In the year of the centenary of the mass killing of Armenians at the hands of the Ottoman Empire, the tiny island of San Lazzaro degli Armeni assumes particular significance. Formerly a leper colony, it was the gift of Doge Alviso Mocenigo to Mekhitar, an Armenian monk fleeing persecution in Constantinople. He arrived in 1717, with 20 followers, to found a monastery dedicated to the cultural and spiritual renaissance of the Armenian people.
Even Napoleon, no friend to monasteries, was impressed, and in 1797 he designated San Lazzaro an academic Institution, saving it from the axe. Today, just 12 vardapets (celibate monks) and five novices remain as custodians of 200,000 books, 4,500 rare manuscripts, and a disparate collection of esoteric treasures. This Mother Church of the Mekhitarist order has become a symbol of survival, and an important center of Armenian scholarship.

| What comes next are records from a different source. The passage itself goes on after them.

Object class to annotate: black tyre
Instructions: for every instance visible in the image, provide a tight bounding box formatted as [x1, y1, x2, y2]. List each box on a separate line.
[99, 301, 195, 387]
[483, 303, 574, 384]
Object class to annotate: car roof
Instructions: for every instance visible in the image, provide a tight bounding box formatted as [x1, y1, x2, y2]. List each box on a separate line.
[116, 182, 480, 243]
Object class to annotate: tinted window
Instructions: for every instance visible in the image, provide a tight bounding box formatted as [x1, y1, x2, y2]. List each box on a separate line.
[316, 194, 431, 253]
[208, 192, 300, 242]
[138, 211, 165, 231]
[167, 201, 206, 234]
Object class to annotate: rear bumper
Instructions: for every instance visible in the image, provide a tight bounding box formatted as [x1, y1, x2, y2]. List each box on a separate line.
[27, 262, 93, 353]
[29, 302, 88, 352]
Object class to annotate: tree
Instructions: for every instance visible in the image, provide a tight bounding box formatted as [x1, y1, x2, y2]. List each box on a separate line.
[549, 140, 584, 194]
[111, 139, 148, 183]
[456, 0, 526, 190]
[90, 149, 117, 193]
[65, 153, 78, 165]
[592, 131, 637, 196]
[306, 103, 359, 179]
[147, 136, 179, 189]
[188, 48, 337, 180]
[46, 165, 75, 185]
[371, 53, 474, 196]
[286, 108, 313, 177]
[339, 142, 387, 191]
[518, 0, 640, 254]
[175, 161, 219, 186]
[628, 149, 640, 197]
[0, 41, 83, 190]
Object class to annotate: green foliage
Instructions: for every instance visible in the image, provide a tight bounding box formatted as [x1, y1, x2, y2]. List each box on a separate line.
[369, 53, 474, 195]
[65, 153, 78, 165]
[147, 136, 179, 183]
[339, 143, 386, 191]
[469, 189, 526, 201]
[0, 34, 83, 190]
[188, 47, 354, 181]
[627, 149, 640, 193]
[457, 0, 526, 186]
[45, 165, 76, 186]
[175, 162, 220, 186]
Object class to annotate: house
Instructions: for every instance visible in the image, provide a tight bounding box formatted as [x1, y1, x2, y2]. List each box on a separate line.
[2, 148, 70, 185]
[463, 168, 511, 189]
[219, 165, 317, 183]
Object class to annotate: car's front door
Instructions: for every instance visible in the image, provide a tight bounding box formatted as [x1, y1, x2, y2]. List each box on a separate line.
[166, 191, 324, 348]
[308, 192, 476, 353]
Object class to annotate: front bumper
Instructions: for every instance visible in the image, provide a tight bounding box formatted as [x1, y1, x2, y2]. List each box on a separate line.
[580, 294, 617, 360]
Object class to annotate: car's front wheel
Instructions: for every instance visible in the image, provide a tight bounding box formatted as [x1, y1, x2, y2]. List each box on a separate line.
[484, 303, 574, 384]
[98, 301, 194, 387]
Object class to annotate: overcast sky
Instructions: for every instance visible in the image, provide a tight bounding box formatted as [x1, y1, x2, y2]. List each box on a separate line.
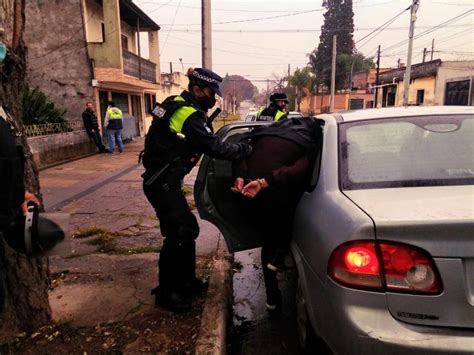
[134, 0, 474, 90]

We follow a trail of incense through cloisters lined with Greek, Roman and Phoenician antiquities, past the headless statue of a princess from Aquilea, and enter the barrel-vaulted church. Beyond the walls, closed to the public, lies a secret garden of great repute. Our guide, Eleanora, tries to unravel the complex theology behind this monastery. “Mekhitar,” she concludes, “wanted to heal the rift between the Eastern and Western churches.” But amid the splendid marble and mosaic, three low blind arches from the original church of 1348 remind us of the island’s insalubrious past. “They were windows through which the lepers could follow Mass,” explains Eleanora.
At the top of the ornate wrought iron “Staircase of Mekhitar,” the work of home-grown artists hangs along one of the corridors leading to monks’ cells; the aquiline features of Armenian dignitaries in Ottoman dress stare soulfully from the walls. The largest canvases are housed in the museum dedicated to Armenian treasures, which also has Bronze Age metalwork, gold coins from the first century BC, stamps from the short-lived First Republic of Armenia, and the sword, forged in 1366, of Leon VI of Lusignan, King of the Armenian House of Cilicia.